IJL-RÉSEAU.PRESSE-LE FRANCO

En pleine pandémie de COVID-19, plusieurs médecins de famille se sont tournés vers la télémédecine pour faire le suivi de leurs patients. Cette pratique assurait non seulement le respect des mesures sanitaires, mais permettait aussi à certains praticiens de traiter un nombre de clients plus élevé par jour. Flexible et simple, ce modèle est rapidement devenu monnaie courante dans le milieu médical.

Le Dr Appolinaire Katumba dit avoir recours assez régulièrement à cette pratique avec des patients qui sont dans l'impossibilité de se déplacer pendant les heures d’ouverture normales de sa clinique à Fort McMurray. «Ça facilite la vie à mes patients, c’est certain», avance ce médecin de famille francophone avant de nommer ses limites. «Je ne fais pas de consultation en télémédecine avec des personnes dont je ne connais pas les dossiers.»

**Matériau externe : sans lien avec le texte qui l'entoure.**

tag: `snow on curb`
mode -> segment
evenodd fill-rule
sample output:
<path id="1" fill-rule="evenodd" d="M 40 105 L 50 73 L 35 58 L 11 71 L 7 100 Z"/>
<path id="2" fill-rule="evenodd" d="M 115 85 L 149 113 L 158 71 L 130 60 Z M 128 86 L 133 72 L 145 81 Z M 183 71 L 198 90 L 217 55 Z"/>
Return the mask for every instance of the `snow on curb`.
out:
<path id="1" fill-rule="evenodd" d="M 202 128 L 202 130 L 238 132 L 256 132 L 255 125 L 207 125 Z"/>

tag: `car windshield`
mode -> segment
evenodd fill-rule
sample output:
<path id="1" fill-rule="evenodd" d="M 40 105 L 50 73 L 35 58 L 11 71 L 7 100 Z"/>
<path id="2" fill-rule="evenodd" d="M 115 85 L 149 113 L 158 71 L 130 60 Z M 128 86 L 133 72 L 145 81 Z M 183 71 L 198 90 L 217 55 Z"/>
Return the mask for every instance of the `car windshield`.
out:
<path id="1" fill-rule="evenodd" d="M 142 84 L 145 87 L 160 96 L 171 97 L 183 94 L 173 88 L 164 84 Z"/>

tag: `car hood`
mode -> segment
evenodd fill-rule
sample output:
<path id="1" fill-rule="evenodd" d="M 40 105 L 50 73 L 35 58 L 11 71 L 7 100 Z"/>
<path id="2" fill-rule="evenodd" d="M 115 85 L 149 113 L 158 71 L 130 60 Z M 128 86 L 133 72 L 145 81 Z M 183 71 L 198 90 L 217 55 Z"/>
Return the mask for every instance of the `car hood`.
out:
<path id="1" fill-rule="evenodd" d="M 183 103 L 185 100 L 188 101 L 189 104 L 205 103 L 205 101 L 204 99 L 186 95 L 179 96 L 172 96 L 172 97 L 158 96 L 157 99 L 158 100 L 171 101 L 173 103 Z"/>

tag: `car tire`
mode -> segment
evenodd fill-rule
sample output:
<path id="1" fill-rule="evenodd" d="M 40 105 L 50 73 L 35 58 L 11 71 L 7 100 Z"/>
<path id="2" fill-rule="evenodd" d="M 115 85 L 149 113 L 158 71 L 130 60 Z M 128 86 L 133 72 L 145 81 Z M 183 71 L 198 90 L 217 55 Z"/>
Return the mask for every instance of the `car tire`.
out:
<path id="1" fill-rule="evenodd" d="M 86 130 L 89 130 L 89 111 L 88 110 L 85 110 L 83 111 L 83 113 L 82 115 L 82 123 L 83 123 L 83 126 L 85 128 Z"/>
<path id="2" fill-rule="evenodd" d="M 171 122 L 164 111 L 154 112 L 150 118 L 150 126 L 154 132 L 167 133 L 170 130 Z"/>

Paul Denis, directeur général du Réseau santé Alberta (RSA), souligne également les avantages qu’offre la consultation médicale à distance, en particulier pour les francophones qui habitent en milieu rural et qui souhaitent avoir accès aux résultats de leur bilan de santé sans avoir à se déplacer. «On n’a pas besoin de conduire jusqu’au bureau du médecin. C’est très efficace, surtout si on n’a pas une condition médicale grave ou problématique», mentionne le directeur général.

Sauf que des doutes persistent quant à l’efficacité réelle de la consultation virtuelle, surtout dans le domaine de la médecine familiale qui nécessite un suivi direct et constant entre le docteur et son patient. Le Dr Denis R.J. Vincent, médecin de famille à Edmonton, se demande d’ailleurs comment un rendez-vous par visioconférence peut remplacer un examen physique complet.

«Normalement, il faut ausculter la gorge, écouter les poumons et le cœur des patients», fait-il valoir. «Parler à quelqu’un sur Zoom, ce n’est pas comparable. Si un patient décrit une liste de symptômes, j’aurais certainement besoin de l’examiner avant de poser un diagnostic», ajoute-t-il.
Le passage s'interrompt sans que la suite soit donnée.